We further test the recognition system on the IMM and LFW datasets. We choose ResNet18 [14] as the backbone network and use pretrained weights from the ImageNet [34] dataset. The IMM Face Database comprises 240 still images of 40 different human faces. LFW (Labeled Faces in the Wild) [35] is the de-facto benchmark for face verification, also known as pair matching. The dataset contains more than 13,000 labeled images of faces collected from the web. 1680 of the people pictured have two or more distinct photos in the dataset.
Table 3 shows the performance including accuracy, precision, recall, and f1-score of our networks on IMM and LFW datasets for normal and images recovered from the proposed EVCS, respectively. Because the normal data is unencrypted, the recognition performance is higher. For the dataset recovered from the proposed EVCS, the recognition performance is lower than that of normal data because the image is lossy. However, this experiment shows the trained model can archive results of more than 0.92 on all metrics, which implies we can still keep the inferred performance of the trained model when securing face images. The reason the metrics on the LFW dataset are lower than IMM is that the face consists of more complex patterns. The proposal processes every pixel in the face image one by one while preserving the gray-level density. This transformation corresponds to adding a global white noise to the image, which does not destroy the features and patterns in face images, so it does not affect the final prediction accuracy.

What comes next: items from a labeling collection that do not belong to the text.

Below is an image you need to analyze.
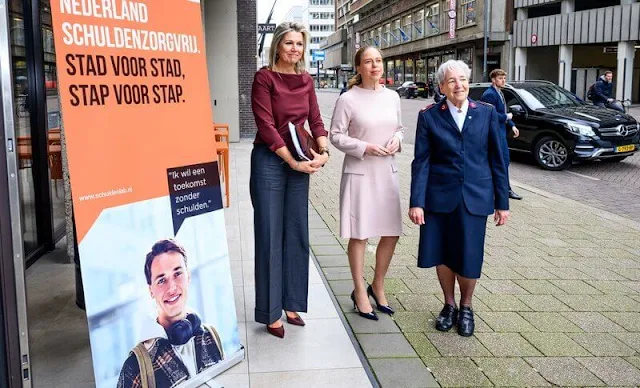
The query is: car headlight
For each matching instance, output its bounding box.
[567,123,596,136]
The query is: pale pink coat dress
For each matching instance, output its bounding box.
[329,86,404,239]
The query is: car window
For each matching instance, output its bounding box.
[469,87,487,101]
[517,85,583,110]
[502,89,520,108]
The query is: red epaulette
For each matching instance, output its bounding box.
[420,103,436,112]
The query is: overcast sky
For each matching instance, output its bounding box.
[258,0,308,24]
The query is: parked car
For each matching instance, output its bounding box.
[396,81,426,98]
[469,81,640,171]
[414,81,429,98]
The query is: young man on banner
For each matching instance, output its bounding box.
[118,240,224,388]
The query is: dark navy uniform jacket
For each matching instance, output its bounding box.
[410,99,509,216]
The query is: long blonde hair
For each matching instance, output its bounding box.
[269,22,309,74]
[347,46,382,89]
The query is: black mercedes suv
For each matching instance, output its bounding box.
[469,81,640,171]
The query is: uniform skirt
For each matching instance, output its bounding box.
[418,201,487,279]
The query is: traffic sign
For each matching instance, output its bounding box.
[258,23,276,34]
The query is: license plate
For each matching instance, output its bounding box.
[616,144,636,153]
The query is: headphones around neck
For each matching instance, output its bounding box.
[165,313,204,345]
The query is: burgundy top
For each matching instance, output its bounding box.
[251,67,328,152]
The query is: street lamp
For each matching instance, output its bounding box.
[482,0,491,82]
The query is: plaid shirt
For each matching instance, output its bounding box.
[118,330,222,388]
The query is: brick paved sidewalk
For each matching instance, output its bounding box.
[310,133,640,387]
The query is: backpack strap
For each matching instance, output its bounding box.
[133,342,156,388]
[203,325,224,359]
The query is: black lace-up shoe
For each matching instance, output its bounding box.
[458,306,476,337]
[436,304,458,331]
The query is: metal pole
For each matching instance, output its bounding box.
[258,0,278,56]
[482,0,491,82]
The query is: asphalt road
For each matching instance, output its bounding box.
[318,90,640,222]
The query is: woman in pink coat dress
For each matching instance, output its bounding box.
[330,47,403,320]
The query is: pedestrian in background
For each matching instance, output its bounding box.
[480,69,522,200]
[330,47,403,320]
[409,60,509,336]
[340,81,349,96]
[249,22,329,338]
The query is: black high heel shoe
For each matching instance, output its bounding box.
[367,285,395,315]
[351,290,378,321]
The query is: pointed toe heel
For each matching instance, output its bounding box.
[351,290,379,321]
[267,325,284,338]
[367,285,395,315]
[287,315,306,326]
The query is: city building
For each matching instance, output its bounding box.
[351,0,513,85]
[513,0,640,102]
[320,0,357,87]
[0,0,256,387]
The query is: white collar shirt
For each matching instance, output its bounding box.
[446,100,469,132]
[171,337,198,377]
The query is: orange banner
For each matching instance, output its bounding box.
[51,0,218,242]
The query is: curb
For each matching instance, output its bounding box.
[309,201,380,388]
[511,180,640,232]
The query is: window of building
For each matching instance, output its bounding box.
[11,17,24,47]
[572,0,621,12]
[311,0,335,5]
[427,56,442,84]
[389,19,401,46]
[385,61,395,85]
[413,9,424,39]
[416,59,427,82]
[404,59,414,82]
[309,12,334,20]
[458,47,473,81]
[393,59,404,85]
[527,0,564,18]
[424,3,440,36]
[400,15,413,42]
[382,23,392,47]
[458,0,476,26]
[309,24,333,32]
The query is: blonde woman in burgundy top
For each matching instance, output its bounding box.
[331,47,403,320]
[249,22,329,338]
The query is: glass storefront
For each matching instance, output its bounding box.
[416,59,427,82]
[9,0,65,259]
[404,59,415,82]
[40,0,65,239]
[9,0,38,255]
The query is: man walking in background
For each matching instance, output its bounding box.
[480,69,522,200]
[593,71,624,113]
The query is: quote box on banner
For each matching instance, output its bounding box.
[51,0,244,387]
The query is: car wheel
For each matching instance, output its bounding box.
[533,136,571,171]
[602,155,629,163]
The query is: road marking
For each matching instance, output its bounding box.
[567,171,600,181]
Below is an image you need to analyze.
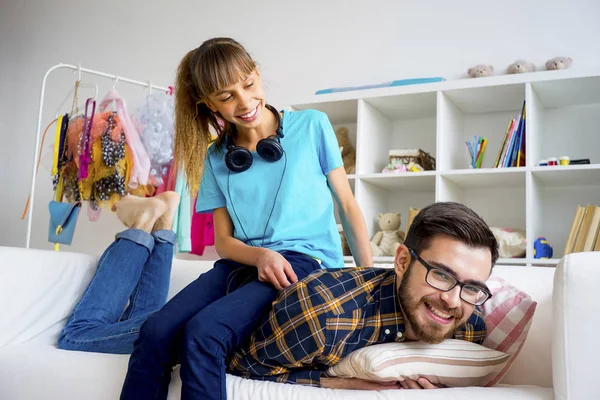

Accuracy | IMM | Normal | 0.97 |
---|---|---|---|
Our | 0.95 | ||
LFW | Normal | 0.95 | |
Our | 0.93 | ||
Precision | IMM | Normal | 0.97 |
Our | 0.96 | ||
LFW | Normal | 0.97 | |
Our | 0.93 | ||
Recall | IMM | Normal | 0.98 |
Our | 0.92 | ||
LFW | Normal | 0.92 | |
Our | 0.90 | ||
F1-score | IMM | Normal | 0.98 |
Our | 0.94 | ||
LFW | Normal | 0.93 | |
Our | 0.92 |
5. Conclusions
With the development of next-generation networks and smart devices with rich sensors, it is convenient to sense and transmit images anytime and anywhere. There is an urgent need to protect the security and privacy of easily collected information and efficiently transfer them in untrusted networks. In this paper, we propose a novel feature recognition method taking advantage of VC and use transfer learning to improve the recognition system. This proposed method eliminates the complex computation in traditional cryptography. To solve the problems of pixel expansion and noise-like shares in VC, we propose a novel EVCS to keep the size of recovered images by block encryption before and after encryption. We further utilize the strong generalization ability of transfer learning to eliminate the interference of noise for images recovered from EVCS. The experimental results show our method can keep the high accuracy of feature recognition when preserving privacy.
In future work, we will combine VC with other methods like QR codes to provide richer forms for the transmission of private images. We will also test the performance of the proposed method in other biometrics such as fingerprints and voiceprints to verify its popularity.
Conflicts of Interest
All authors have no conflicts of interest to declare.
Acknowledgments
This work is supported in part by the National Key Research and Development Program of China (2019YFB1706003), and the Natural Science Foundation of Guangdong Province, China (2214050004382).
Open Research
Data Availability
The data used to support the findings of this study are available from the corresponding author upon request.